I sat with my dad the other day at the Starbucks where I’ve written most of these pages, and remembered together this experience. The moment that makes this journey somewhat laughable, was that as our trip came to a close and our time on our retreat in the summer of 2000 came to its inevitable end, we began our paddle back and upon reaching our first portage, which would have the same treacherous obstacles we had faced several days earlier, we both began to hysterically laugh. With tears of joy and embarrassment, we gazed upon a bright yellow sign pointing to a slightly overgrown path leading around the shores of the creek with which we had taken hours to navigate. When we reached the shore of Triangle Lake, we turned to find the sign we missed. A weathered, cracked and covered in foliage sign was barely visible, but was there. We missed it.
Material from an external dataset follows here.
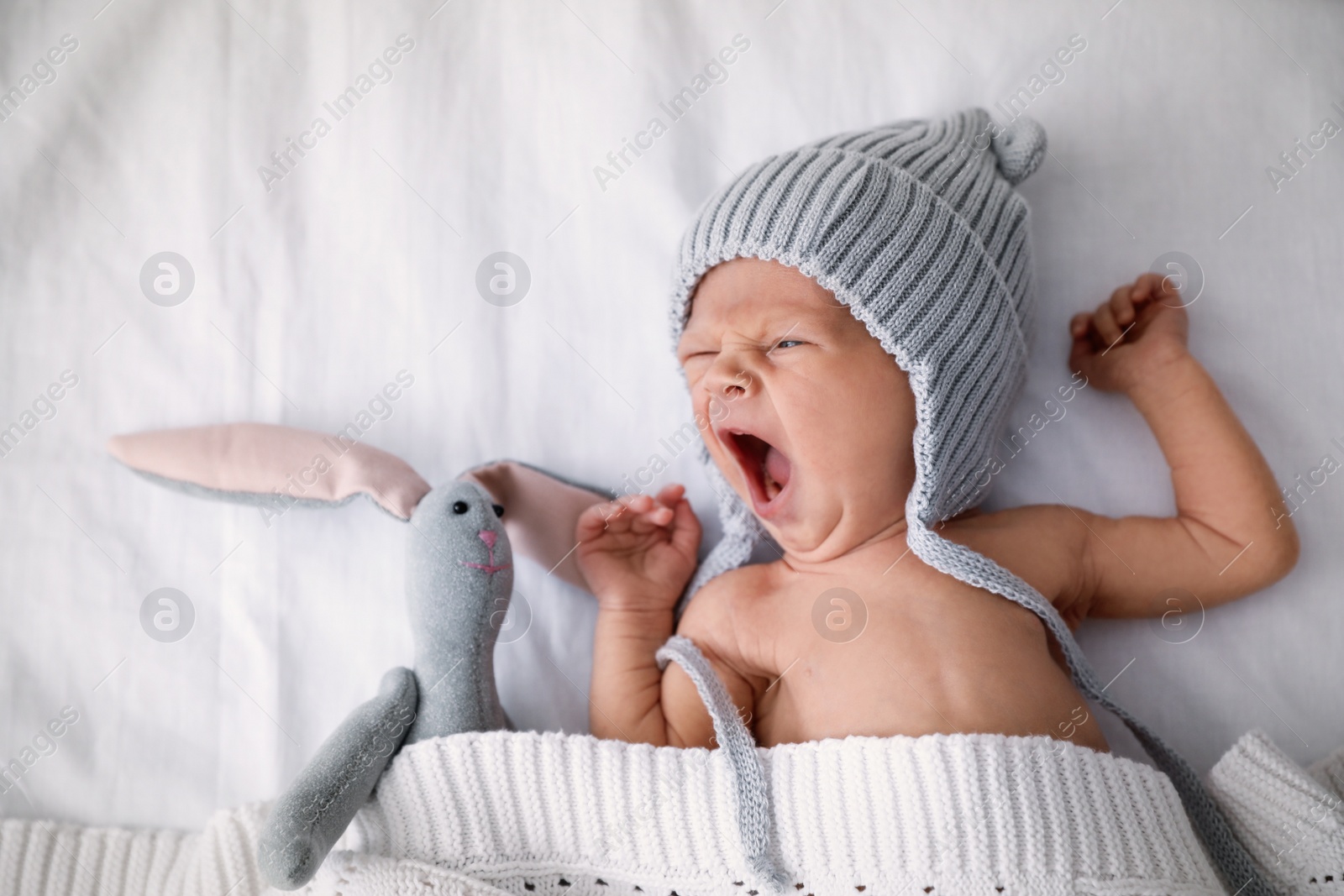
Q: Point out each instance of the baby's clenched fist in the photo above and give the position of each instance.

As hard as we both thought we had looked when we first arrived, we couldn’t see it through the thick green leaves and branches that covered it.
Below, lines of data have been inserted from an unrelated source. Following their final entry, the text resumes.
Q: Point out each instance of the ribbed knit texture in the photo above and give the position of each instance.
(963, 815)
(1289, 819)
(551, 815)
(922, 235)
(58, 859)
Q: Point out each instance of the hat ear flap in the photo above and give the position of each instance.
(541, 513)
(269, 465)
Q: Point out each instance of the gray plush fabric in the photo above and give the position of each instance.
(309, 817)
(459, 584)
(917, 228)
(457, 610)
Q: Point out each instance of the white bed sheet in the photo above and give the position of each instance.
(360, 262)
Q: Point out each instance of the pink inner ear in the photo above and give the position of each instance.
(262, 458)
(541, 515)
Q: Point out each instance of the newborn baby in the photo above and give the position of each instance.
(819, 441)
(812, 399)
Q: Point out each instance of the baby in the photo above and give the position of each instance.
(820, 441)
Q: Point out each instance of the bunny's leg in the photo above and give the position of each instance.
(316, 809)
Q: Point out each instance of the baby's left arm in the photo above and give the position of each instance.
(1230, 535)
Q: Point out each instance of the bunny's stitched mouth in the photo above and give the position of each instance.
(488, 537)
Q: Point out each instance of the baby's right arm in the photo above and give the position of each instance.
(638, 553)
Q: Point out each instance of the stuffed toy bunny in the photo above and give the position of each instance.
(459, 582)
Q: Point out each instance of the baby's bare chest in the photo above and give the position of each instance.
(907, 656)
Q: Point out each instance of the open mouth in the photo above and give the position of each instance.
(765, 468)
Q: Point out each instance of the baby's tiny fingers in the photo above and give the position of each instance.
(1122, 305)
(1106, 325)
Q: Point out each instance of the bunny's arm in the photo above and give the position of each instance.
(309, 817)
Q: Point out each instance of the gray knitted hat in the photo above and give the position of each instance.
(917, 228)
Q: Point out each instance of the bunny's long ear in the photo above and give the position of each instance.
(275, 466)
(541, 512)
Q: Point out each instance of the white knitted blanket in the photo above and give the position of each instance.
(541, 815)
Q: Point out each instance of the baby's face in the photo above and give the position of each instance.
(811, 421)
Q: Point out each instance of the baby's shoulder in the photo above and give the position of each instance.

As a writer, I can pull many learned lessons from this one trip and could likely write another book about these four days almost twenty years ago. We can talk about the stars, and how that beautiful canvas of white lights are the same today as they were twenty years ago. We can talk about how those we count on for direction, if they have not navigated that path, may also miss the obvious. I would rather not discuss the trauma of being near drowning in nature’s septic system, but for the purposes of my current journey and struggles through ‘What is Next’, I will focus on the sign. That even though it was there, we missed it. We had never been this far before, and as much as the previous years had prepared us, we still missed what would have taken us around the creek of odor and sadness and would have saved us time,energy, and possible infection.
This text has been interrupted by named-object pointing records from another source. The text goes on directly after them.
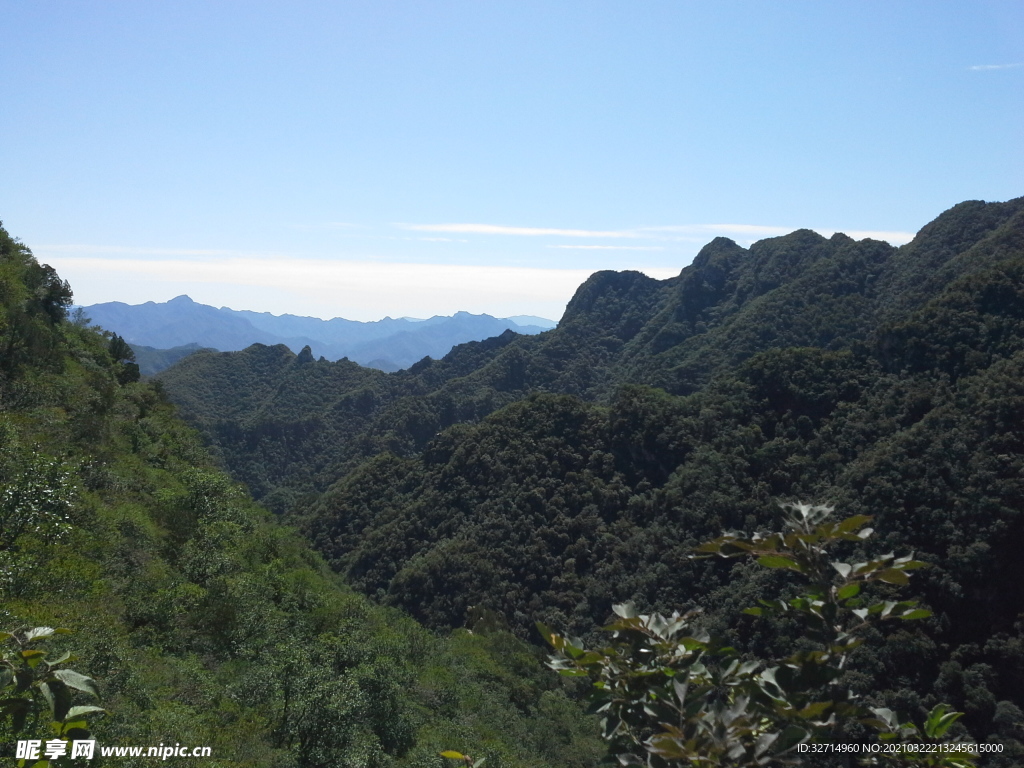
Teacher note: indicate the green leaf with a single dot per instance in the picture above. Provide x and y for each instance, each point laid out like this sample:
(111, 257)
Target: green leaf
(78, 681)
(776, 561)
(75, 712)
(850, 590)
(626, 610)
(38, 633)
(893, 576)
(844, 568)
(915, 613)
(850, 523)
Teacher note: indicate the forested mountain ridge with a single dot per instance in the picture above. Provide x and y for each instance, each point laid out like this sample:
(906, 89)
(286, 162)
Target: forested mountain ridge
(546, 477)
(388, 344)
(800, 290)
(203, 620)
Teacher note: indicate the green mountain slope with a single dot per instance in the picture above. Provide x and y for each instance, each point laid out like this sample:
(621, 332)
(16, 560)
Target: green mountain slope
(204, 621)
(547, 477)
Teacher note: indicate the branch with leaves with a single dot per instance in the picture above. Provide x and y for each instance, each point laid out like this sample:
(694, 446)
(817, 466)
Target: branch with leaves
(33, 686)
(671, 694)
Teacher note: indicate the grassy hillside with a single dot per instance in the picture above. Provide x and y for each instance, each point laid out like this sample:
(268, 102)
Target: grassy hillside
(204, 621)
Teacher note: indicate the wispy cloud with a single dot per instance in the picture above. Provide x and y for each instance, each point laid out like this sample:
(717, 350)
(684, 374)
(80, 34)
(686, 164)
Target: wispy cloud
(74, 249)
(356, 290)
(745, 230)
(751, 232)
(986, 68)
(609, 248)
(529, 231)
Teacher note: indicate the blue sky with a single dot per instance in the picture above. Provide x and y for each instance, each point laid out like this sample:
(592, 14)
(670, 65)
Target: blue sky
(364, 159)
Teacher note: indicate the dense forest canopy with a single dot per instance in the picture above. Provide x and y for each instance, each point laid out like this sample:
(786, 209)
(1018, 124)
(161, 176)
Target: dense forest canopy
(548, 477)
(203, 621)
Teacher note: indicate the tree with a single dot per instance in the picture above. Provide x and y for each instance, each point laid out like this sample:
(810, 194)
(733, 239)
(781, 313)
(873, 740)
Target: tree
(34, 687)
(671, 694)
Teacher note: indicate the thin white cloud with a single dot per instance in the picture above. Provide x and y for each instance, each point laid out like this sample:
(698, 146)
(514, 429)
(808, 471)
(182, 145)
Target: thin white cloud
(688, 232)
(745, 230)
(356, 290)
(132, 251)
(986, 68)
(610, 248)
(751, 232)
(530, 231)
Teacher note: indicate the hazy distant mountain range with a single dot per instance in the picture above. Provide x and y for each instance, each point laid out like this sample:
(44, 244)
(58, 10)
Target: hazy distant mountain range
(161, 333)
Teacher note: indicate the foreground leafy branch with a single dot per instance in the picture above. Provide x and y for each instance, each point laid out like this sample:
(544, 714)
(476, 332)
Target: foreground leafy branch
(34, 686)
(671, 694)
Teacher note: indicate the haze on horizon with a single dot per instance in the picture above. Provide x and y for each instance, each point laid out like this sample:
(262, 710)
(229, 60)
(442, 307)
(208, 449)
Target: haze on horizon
(359, 160)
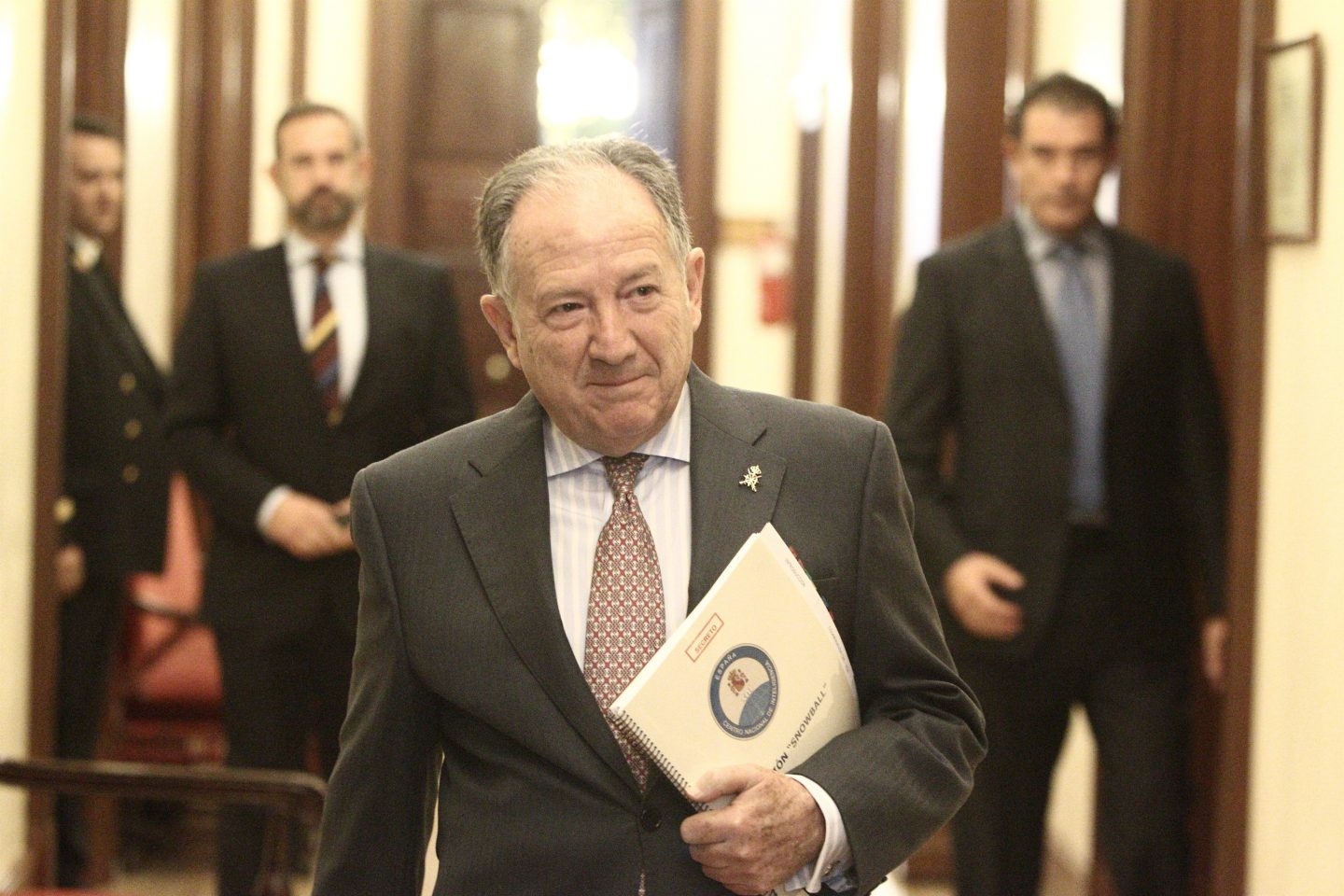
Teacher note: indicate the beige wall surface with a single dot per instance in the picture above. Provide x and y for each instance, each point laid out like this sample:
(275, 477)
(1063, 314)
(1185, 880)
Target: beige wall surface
(21, 40)
(1295, 825)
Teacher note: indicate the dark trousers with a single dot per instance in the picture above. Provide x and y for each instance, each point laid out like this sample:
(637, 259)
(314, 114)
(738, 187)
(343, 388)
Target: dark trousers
(89, 629)
(281, 692)
(1137, 711)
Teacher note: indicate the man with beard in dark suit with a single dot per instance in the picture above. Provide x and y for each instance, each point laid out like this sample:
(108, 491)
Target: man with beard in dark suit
(1056, 407)
(115, 498)
(296, 366)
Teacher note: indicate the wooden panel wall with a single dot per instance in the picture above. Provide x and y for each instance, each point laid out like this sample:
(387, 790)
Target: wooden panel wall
(871, 202)
(1190, 182)
(973, 122)
(60, 89)
(698, 144)
(214, 162)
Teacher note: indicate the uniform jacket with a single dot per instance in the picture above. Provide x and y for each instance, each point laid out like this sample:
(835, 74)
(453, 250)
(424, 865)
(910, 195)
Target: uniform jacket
(116, 459)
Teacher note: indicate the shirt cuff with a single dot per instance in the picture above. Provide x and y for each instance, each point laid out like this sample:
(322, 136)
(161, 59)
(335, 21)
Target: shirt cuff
(268, 507)
(834, 859)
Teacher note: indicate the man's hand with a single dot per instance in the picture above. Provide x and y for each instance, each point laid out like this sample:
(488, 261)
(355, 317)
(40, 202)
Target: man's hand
(309, 528)
(969, 584)
(1214, 651)
(70, 572)
(770, 829)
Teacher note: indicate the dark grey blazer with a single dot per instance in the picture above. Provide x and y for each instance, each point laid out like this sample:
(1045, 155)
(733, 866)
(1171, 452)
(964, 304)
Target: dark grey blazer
(463, 670)
(976, 360)
(245, 416)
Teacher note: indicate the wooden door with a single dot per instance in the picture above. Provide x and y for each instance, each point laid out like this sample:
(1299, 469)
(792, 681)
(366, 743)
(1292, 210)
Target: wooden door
(452, 97)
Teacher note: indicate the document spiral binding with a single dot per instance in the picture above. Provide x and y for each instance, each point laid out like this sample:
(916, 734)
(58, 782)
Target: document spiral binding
(647, 746)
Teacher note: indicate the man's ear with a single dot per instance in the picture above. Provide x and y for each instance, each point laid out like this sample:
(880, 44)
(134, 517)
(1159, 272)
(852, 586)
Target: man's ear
(501, 321)
(695, 284)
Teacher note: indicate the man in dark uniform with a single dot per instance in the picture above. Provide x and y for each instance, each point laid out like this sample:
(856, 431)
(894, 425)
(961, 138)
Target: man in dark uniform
(115, 493)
When asked why I’m writing this book or what it is about, this is it. Making sure that with every step in our journey we are able to see the signs, we can navigate around what will cause us the most difficulty along our path to our destination. That when we finally reached the goal we set,we can lay on the rocks looking up at the beautiful bright, endless stars and know we made it. There is always work to be done and struggle will find us along the way, but my hope is that these pages provide a sign for you that will save you from diving neck deep in nature’s sewage!!